Suggestion: Exclude routes from MiddlewareBuilder

[cdiaz]

In some cases, a middleware is applied to all routes of a controller, except some.
To avoid having to write all in forRoutes(), there may be a way to exclude: exceptRoutes().
It's just an idea

[thomrick]

Hey @cdiaz,

The idea is very cool !
Do you have some use cases with 'express' without nest ?

[cdiaz]

Hi @thomrick, It's the basic way I do it with express:

let except = function(path, middleware) {
  return function(req, res, next) {
      if (path.indexOf(req.path) > -1) {
          // Exclude 
          return next()
      } 
      else {
          // Apply for all others
          return middleware(req, res, next)
      }
  }
}

  app.use(except(['/some', '/another'], authMiddleware()));

I think it can be implemented in Nest, something like this:

builder.apply(authMiddleware)
    .forRoutes(UsersController)
    .except({
        path: ['/some', '/another']
    });

[thomrick]

Hey @cdiaz,

I looked up on the Nest documentation and I found this:

When you pass UsersController in forRoutes method, Nest will setup middleware for each route in controller:

GET: users
GET: users/:id 
POST: users

But it is also possible to directly define for which path middleware should be used, just like that:

builder.apply(AuthMiddleware)
        .forRoutes({ path: '*', method: RequestMethod.ALL });

It isn't be better than adding new methods ?
Can you try this in your use cases and see if it's cool enough ?

[cdiaz]

@thomrick Assuming my controller has 20 routes and I need to exclude 2, it is better to write only 2 to exclude them instead of write 18 explicitly

[thomrick]

@cdiaz in fact you make a good point if you write these 20 routes in 1 Controller !!!

But why writing 20 routes in 1 Controller ?

This problem can't be solved be refining architecture / design ?
And so on applying Middlewares on concerned Controllers ?

[cdiaz]

I was referring to a hypothetical case, it all depends on the requirements.

in fact I was researching and I found this package.
This it has about 165,622 downloads on the last month, therefore it can be considered that the exclusion of routes in a middleware is a common need of hight demand for many people.

[kamilmysliwiec]

Hi @cdiaz,

You can just use with() to pass custom arguments to resolve() method.

resolve(path) {
    return (req, res, next) => {
        if (path.indexOf(req.path) > -1) {
            next();
        }
        ...
    };
}

[Zeldaze]

For those interested, I needed similar functionality in some of my middleware, particularly my AuthModule where I needed to allow access to one route, but not the rest in a particular controller.
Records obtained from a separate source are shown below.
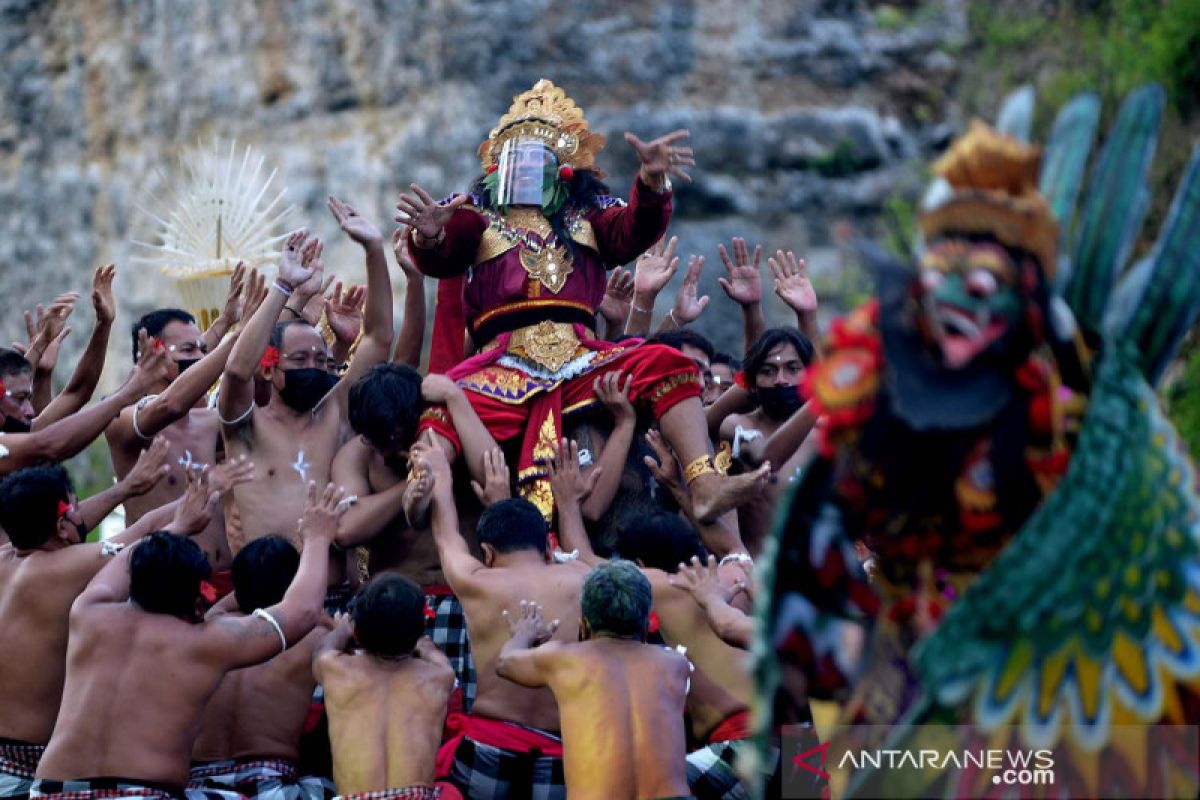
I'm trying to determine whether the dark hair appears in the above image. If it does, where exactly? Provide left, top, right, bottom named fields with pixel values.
left=617, top=511, right=704, bottom=572
left=0, top=348, right=34, bottom=379
left=350, top=572, right=425, bottom=656
left=712, top=353, right=742, bottom=372
left=130, top=530, right=212, bottom=620
left=475, top=498, right=550, bottom=555
left=647, top=327, right=716, bottom=361
left=349, top=363, right=421, bottom=447
left=0, top=464, right=74, bottom=551
left=229, top=534, right=300, bottom=614
left=742, top=326, right=815, bottom=386
left=468, top=169, right=612, bottom=258
left=580, top=559, right=653, bottom=639
left=132, top=308, right=196, bottom=361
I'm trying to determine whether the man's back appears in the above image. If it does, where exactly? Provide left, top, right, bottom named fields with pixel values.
left=192, top=627, right=325, bottom=762
left=0, top=545, right=98, bottom=745
left=319, top=642, right=455, bottom=795
left=547, top=638, right=689, bottom=800
left=454, top=561, right=588, bottom=732
left=38, top=602, right=226, bottom=787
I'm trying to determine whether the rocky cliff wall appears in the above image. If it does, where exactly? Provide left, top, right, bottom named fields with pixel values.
left=0, top=0, right=966, bottom=371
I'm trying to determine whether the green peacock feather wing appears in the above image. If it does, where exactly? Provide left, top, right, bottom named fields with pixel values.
left=1063, top=84, right=1165, bottom=341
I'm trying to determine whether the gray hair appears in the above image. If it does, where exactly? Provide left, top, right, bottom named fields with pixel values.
left=580, top=559, right=652, bottom=638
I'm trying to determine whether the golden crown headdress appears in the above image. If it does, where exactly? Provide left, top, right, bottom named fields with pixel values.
left=920, top=120, right=1058, bottom=281
left=479, top=78, right=605, bottom=178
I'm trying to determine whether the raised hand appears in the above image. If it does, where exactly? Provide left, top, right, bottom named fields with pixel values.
left=592, top=369, right=637, bottom=422
left=642, top=428, right=683, bottom=494
left=395, top=184, right=470, bottom=243
left=325, top=281, right=367, bottom=344
left=168, top=467, right=216, bottom=536
left=217, top=261, right=248, bottom=326
left=91, top=264, right=116, bottom=325
left=121, top=437, right=170, bottom=497
left=325, top=194, right=383, bottom=247
left=209, top=456, right=254, bottom=494
left=716, top=236, right=762, bottom=306
left=670, top=555, right=746, bottom=608
left=625, top=128, right=696, bottom=186
left=767, top=251, right=817, bottom=314
left=391, top=225, right=425, bottom=281
left=278, top=229, right=322, bottom=290
left=300, top=481, right=349, bottom=542
left=500, top=600, right=559, bottom=648
left=671, top=255, right=708, bottom=327
left=130, top=327, right=170, bottom=396
left=470, top=447, right=512, bottom=509
left=634, top=236, right=679, bottom=302
left=546, top=438, right=602, bottom=507
left=600, top=266, right=634, bottom=329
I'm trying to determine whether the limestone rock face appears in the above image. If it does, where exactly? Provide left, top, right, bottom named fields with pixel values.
left=0, top=0, right=965, bottom=369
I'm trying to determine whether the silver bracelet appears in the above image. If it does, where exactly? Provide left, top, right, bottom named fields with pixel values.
left=252, top=608, right=288, bottom=652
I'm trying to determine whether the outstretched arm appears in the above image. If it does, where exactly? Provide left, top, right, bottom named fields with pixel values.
left=391, top=228, right=425, bottom=369
left=329, top=196, right=392, bottom=417
left=34, top=264, right=116, bottom=431
left=217, top=230, right=320, bottom=428
left=496, top=600, right=560, bottom=688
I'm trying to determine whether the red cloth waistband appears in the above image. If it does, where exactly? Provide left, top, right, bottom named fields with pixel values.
left=436, top=714, right=563, bottom=778
left=708, top=709, right=750, bottom=745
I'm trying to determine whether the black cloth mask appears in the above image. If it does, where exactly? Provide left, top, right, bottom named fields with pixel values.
left=757, top=386, right=804, bottom=422
left=280, top=367, right=337, bottom=411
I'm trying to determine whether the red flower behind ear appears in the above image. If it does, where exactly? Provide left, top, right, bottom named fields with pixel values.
left=258, top=344, right=280, bottom=367
left=200, top=581, right=217, bottom=606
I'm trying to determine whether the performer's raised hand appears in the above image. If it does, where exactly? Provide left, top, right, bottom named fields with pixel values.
left=671, top=255, right=708, bottom=327
left=326, top=194, right=383, bottom=247
left=395, top=184, right=470, bottom=247
left=91, top=264, right=116, bottom=325
left=278, top=229, right=322, bottom=289
left=716, top=236, right=762, bottom=306
left=625, top=128, right=696, bottom=188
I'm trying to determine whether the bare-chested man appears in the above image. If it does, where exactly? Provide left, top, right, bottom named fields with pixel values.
left=218, top=197, right=392, bottom=577
left=30, top=483, right=342, bottom=800
left=0, top=453, right=208, bottom=798
left=188, top=536, right=334, bottom=800
left=413, top=441, right=588, bottom=800
left=104, top=264, right=257, bottom=582
left=0, top=332, right=169, bottom=475
left=312, top=573, right=455, bottom=800
left=496, top=560, right=690, bottom=800
left=550, top=440, right=754, bottom=800
left=332, top=363, right=496, bottom=711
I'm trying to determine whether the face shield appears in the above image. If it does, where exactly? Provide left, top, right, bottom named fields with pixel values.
left=496, top=137, right=558, bottom=206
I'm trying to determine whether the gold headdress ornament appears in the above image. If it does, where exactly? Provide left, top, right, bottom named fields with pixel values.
left=920, top=120, right=1058, bottom=281
left=479, top=78, right=605, bottom=178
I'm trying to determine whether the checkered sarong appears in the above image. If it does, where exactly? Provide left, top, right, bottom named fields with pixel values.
left=335, top=786, right=442, bottom=800
left=688, top=740, right=750, bottom=800
left=450, top=738, right=566, bottom=800
left=0, top=739, right=46, bottom=798
left=29, top=777, right=245, bottom=800
left=187, top=758, right=337, bottom=800
left=425, top=587, right=475, bottom=712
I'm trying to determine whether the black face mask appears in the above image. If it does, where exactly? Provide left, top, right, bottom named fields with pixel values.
left=0, top=416, right=32, bottom=433
left=280, top=367, right=337, bottom=411
left=757, top=386, right=804, bottom=422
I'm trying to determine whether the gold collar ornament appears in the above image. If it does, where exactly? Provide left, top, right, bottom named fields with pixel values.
left=479, top=78, right=605, bottom=178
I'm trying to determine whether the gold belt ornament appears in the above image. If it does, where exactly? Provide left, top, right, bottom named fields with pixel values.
left=504, top=320, right=580, bottom=373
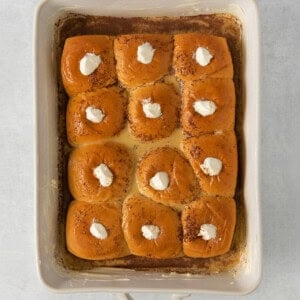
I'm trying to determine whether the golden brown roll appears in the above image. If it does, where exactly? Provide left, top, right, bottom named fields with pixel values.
left=68, top=142, right=132, bottom=203
left=181, top=197, right=236, bottom=258
left=123, top=195, right=182, bottom=258
left=67, top=87, right=127, bottom=146
left=61, top=35, right=116, bottom=96
left=66, top=201, right=130, bottom=260
left=182, top=131, right=237, bottom=197
left=128, top=83, right=180, bottom=141
left=181, top=79, right=235, bottom=136
left=114, top=34, right=173, bottom=87
left=173, top=33, right=233, bottom=81
left=136, top=147, right=198, bottom=210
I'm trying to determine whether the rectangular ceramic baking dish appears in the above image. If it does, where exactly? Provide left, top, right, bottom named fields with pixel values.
left=34, top=0, right=261, bottom=294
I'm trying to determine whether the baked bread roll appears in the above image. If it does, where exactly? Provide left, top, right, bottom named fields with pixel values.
left=136, top=147, right=198, bottom=210
left=67, top=87, right=127, bottom=146
left=181, top=79, right=235, bottom=136
left=66, top=201, right=130, bottom=260
left=173, top=33, right=233, bottom=81
left=182, top=131, right=238, bottom=197
left=114, top=34, right=173, bottom=88
left=68, top=142, right=132, bottom=203
left=123, top=195, right=182, bottom=258
left=61, top=35, right=116, bottom=96
left=181, top=197, right=236, bottom=258
left=128, top=83, right=180, bottom=141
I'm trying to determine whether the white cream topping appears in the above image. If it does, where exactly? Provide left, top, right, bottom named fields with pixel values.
left=137, top=42, right=155, bottom=65
left=85, top=106, right=105, bottom=123
left=193, top=100, right=217, bottom=117
left=90, top=222, right=108, bottom=240
left=142, top=98, right=162, bottom=119
left=198, top=224, right=217, bottom=241
left=79, top=53, right=101, bottom=76
left=93, top=164, right=114, bottom=187
left=141, top=225, right=160, bottom=240
left=200, top=157, right=222, bottom=176
left=149, top=172, right=169, bottom=191
left=193, top=47, right=213, bottom=67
I followed this, and wanted to come up with a more standardised way of excluding the route.

    consumer
      .apply(AuthMiddleware)
      .with(
        { path: '/public/content/within/private/controller', method: RequestMethod.GET }
      )
      .forRoutes(PrviateContentController)

And my middleware as follows

interface Route {
    path: string;
    method: string;
}

@Middleware()
export class AuthMiddleware implements NestMiddleware {
  async resolve(...excludedRoutes: Route[]): Promise<ExpressMiddleware> {
    return async (req, res, next) => {
        if(
            excludedRoutes.filter(excludedRoute => {
                return excludedRoute.path == req.path && (excludedRoute.method === RequestMethod[req.method] || req.method === RequestMethod.ALL);
            }).length
        ){
            next();
        }else{
            runMyAuthMethod(req, res, next);
        }

    };
 }
}

Let me know what you think/any improvements as I am still learning.

[wbhob]

maybe forRoutes return the method exclude, so you can exclude right after defining routes for which to apply the middleware.

    consumer
      .apply(AuthMiddleware)
      .forRoutes({ path: '*', method: RequestMethod.ALL })
      .exclude({ path: '/auth', method: RequestMethod.ALL }) //or `excludeRoutes`

[Zeldaze]

I agree something like that would be ideal, but @kamilmysliwiec already proposed solution.. I guess it's not a major issue at the moment

[wbhob]

Why not have both 🎉

[BorntraegerMarc]

Definitely the suggestion of @wbhob is needed @kamilmysliwiec

[weeco]

@kamilmysliwiec Can you reopen this issue or do you reject the feature as suggested by @wbhob ? I agree it would be very handy.

My example use case:
I have a global JWT authentication which is supposed to be disabled for the status route (where you can check the API's status) though.

[ayush987goyal]

Reiterating the previous comment, can this issue be reopened?
It is a typical case of excluding some route/methods of a Controller from the middleware and there is no easy way around it.

[wbhob]

Recreated in #790. Please continue all conversation there, and upvote if you need this functionality.

[webhacking]

Is it still possible exclude methods?

[lock]

This thread has been automatically locked since there has not been any recent activity after it was closed. Please open a new issue for related bugs.